Numerical study of nonlinear flow and mass transfer through a channel filled with a porous medium using a hybrid heuristic paradigm

Abstract

ABSTRACT The effects of mass transfer and chemical reactions on laminar viscous flow in a porous channel with moving or stationary walls are examined in this study. The mathematical model of the mass and flow transfer is in the form of a partial differential equation (PDE), a similarity transformation method used to convert the physical problem's governing partial differential equations (PDEs) into a group of nonlinear coupled ordinary differential equations (ODEs). The main accomplishment of the present study is the utilization of a precise and effective method based on artificial neural networks (ANNs) for the model of flow in a porous channel of a viscous fluid with a chemical reaction.
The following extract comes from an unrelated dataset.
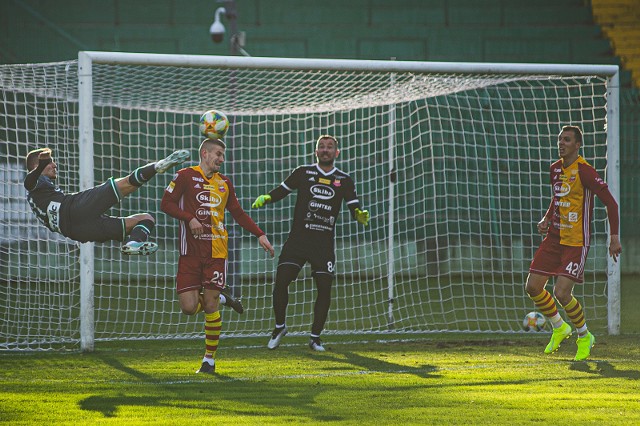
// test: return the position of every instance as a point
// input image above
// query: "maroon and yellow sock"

To investigate the coupled nonlinear ordinary differential equations, a differential evolutionary (DE) is used for exploration to get optimal weights for the model, and then we use those optimal weights in interior point algorithms (IPA) for exploitation of the laminar viscous flow model in a porous channel with moving or stationary walls. Finally, the effects of Darcy number (Da), suction/injection parameter (α), Reynolds number (Re), and power-law index (m) influence are investigated in five different scenarios, each with four different cases. The outcomes of the hybrid of differential evolution and interior point algorithm (DE-IPA) are compared to the RK4 results. The statistical analysis (MAD, TIC, RMSE, and ENSE) is also performed to ensure that the proposed technique is stable and accurate.